Treatment must be commenced in a hospital-based movement disorder clinic.
NOTE:
Patients should have adequate cognitive function to manage administration with a portable continuous infusion pump.
A positive clinical response to Duodopa administered via a temporary nasoduodenal tube should be confirmed before a permanent percutaneous endoscopic gastrostomy (PEG) tube is inserted.
Maximum quantity: 56
Repeats: 5
Section 85
Authority Required
Maintenance therapy following treatment which was commenced in a hospital-based movement disorder clinic, of a patient with advanced Parkinson disease with severe disabling motor fluctuations not adequately controlled by oral therapy.
NOTE:
Patients should have adequate cognitive function to manage administration with a portable continuous infusion pump.
NOTE:
Shared care model
For prescribing by nurse practitioners where care of a patient is shared between a nurse practitioner and medical practitioner in a formalised arrangement with an agreed management plan.

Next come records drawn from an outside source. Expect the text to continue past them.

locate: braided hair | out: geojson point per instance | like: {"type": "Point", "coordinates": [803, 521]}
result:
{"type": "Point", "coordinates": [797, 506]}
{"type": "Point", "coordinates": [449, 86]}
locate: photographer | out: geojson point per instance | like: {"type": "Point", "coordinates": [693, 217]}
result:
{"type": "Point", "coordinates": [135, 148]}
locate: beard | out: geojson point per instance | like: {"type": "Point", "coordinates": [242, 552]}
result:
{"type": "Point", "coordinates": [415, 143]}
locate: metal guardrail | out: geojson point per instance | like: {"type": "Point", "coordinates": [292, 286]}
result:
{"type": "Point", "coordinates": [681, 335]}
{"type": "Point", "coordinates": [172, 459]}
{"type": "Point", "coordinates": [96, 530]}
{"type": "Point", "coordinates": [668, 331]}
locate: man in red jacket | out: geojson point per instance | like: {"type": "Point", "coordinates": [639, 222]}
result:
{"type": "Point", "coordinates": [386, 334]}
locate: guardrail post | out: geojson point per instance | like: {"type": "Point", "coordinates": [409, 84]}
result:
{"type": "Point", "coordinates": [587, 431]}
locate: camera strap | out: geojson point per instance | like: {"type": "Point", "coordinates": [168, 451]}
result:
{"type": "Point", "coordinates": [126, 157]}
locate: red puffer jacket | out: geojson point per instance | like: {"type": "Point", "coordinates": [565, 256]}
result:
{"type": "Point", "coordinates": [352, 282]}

Further information can be found in the Explanatory Notes for Nurse Practitioners.
Maximum quantity: 56
Repeats: 5
13. Context for Decision
The PBAC helps decide whether and, if so, how medicines should be
subsidised in Australia. It considers submissions in this context.
A PBAC decision not to recommend listing or not to recommend
changing a listing does not represent a final PBAC view about the
merits of the medicine. A company can resubmit to the PBAC or seek
independent review of the PBAC decision.
14. Sponsor’s Comment
Abbott is pleased to be able to provide a treatment for patients
with advanced Parkinson disease, given the high clinical need for
alternative therapies.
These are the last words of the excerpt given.